(Steve’s work with IHSS providers is critical for California’s disabled. – promoted by Brian Leubitz)
A homecare provider from San Diego told legislators yesterday how she and her client–a qaudriplegic Vietnam veteran–were threatened and harrassed by a fraud investigator from the state.
Nancy Jo Riley of San Diego testified that she and her client were “randomly selected” for a fraud investigation last October as part of a new “anti-fraud” initiative by the state. According to Ms. Riley, the agent from the Department of Health Care Services (DCHS) first threatened in a phone call to cut off all IHSS unless she and her client met with him immediately. At the subsequent meeting, the investigator asked her and her client a long series of “humiliating” questions. He then said he could not understand why a person with a severe disability like his should be subject to a fraud investigation in the first place. He also said that her client, whose hands are frozen in a fist-like position because of his disability, would “probably” be exempted from new fingerprint requirements for homecare consumers.
Several legislators expressed outrage over this intrusion, which Ms. Riley described as a “raid” and a violation of her Fourth Amendment rights against unreasonable searches and seizures. Her testimony came shortly after a representative from DCHS had denied at the same hearing that his department was conducting fraud investigations.
Committee chair Assembly Member Noreen Evans (D-7th) declared that no protocols or guidelines have been established for such anti-fraud investigations and that this home visit was possibly unwarranted and premature. She promisd a full committee investigation.
Ms. Evans also warned that without proper safeguards, individuals posing as fraud investigators could easily target elderly and disabled IHSS recipients for fraud and abuse.
The requirements for background checks for the nearly 400,000 IHSS homecare providers, fingerprinting for 450,000 elderly, blind and disabled homecare consumers, unannounced home visits by state and county agents, and other new regulations were enacted last July as part of the 2009-10 state budget agreement.
The multi-million-dollar anti-fraud initiative resulted from claims by Gov. Schwarzenegger and his allies that fraud in the program was as high as 25 percent, even though every reputable study of the program has shown fraud rates of no more than one to two percent.
The Sacramento County District Attorney, who received more than $3 million from the state for anti-fraud efforts, reported last week that after four months her office had uncovered a total of 19 cases of fraud out of more than 42,000 homecare clients in the County.

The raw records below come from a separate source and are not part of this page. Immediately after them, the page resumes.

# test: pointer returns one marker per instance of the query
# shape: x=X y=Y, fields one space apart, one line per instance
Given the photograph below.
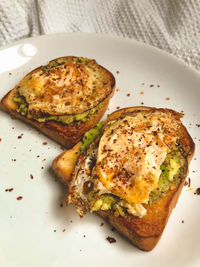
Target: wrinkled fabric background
x=172 y=25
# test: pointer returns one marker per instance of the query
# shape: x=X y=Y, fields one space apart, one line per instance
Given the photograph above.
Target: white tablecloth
x=172 y=25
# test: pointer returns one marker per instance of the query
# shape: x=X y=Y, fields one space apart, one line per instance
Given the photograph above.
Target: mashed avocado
x=64 y=119
x=61 y=61
x=107 y=202
x=90 y=136
x=172 y=170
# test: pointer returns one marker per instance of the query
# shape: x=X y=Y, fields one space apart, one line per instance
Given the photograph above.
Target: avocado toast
x=62 y=99
x=130 y=171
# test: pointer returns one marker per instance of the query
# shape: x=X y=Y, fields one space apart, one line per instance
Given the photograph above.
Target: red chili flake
x=9 y=189
x=20 y=136
x=197 y=192
x=110 y=239
x=189 y=181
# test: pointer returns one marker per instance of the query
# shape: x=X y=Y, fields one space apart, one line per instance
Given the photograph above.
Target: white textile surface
x=172 y=25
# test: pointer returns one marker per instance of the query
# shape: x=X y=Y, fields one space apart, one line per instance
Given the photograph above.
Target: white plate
x=27 y=226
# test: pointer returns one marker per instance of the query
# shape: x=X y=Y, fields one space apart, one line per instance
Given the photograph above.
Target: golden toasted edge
x=143 y=232
x=64 y=164
x=65 y=135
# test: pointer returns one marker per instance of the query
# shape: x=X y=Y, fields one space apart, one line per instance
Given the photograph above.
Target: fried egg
x=65 y=86
x=131 y=152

We raid the homes of our most vulnerable citizens; we brand thousands of low-wage homecare providers as “fraud criminals”; we waste tens of millions of dollars to investigate widespread fraud that doesn’t exist. All the while, white collar crimnals and crooked government contractors run free.
How low we have sunk!
Keep the fraud investigators out of the hair of corporations warehousing patients in deplorable conditions to maximize profits.

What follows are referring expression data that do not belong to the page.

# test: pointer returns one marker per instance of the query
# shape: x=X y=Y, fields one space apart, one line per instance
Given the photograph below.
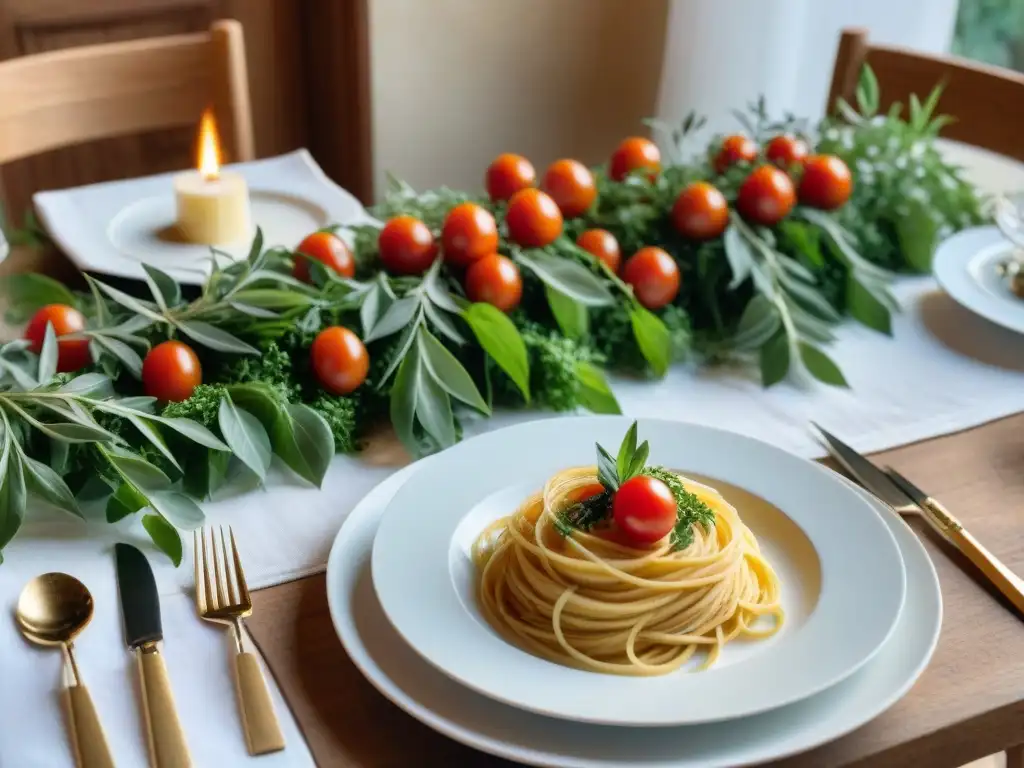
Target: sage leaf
x=179 y=510
x=774 y=359
x=215 y=338
x=48 y=355
x=821 y=366
x=500 y=339
x=449 y=373
x=127 y=500
x=12 y=492
x=48 y=485
x=595 y=394
x=164 y=536
x=570 y=315
x=864 y=307
x=165 y=291
x=652 y=338
x=246 y=437
x=398 y=315
x=569 y=278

Great way to save money /snark
I’ve done fraud investigations and background checks (It’s kinda like muckraking journalism, except you get paid). So it’s a jobs bill from my perspective at least.
That said, rule of thumb is about 3% of cases (and this is under condtions of regular investigation and auditing) are fraudulent. Which means for every scheme you uncover, you’ve bothered 32 random people. And some of those people are crazy protective of their privacy, or expected to be taken at their word.
On the other hand, only way to find that one scheme is to bother the 32. And with open-ended, to-the-grave outlays, that one fraud can cost in the 6 to 7 figures. So as unneighborly it might be, you figure that averaged out, hassling each person saves $15,000 or so, looks a bit more reasonable. Especially when the “hassle” basically consists of asking people questions about the free money they’re requesting.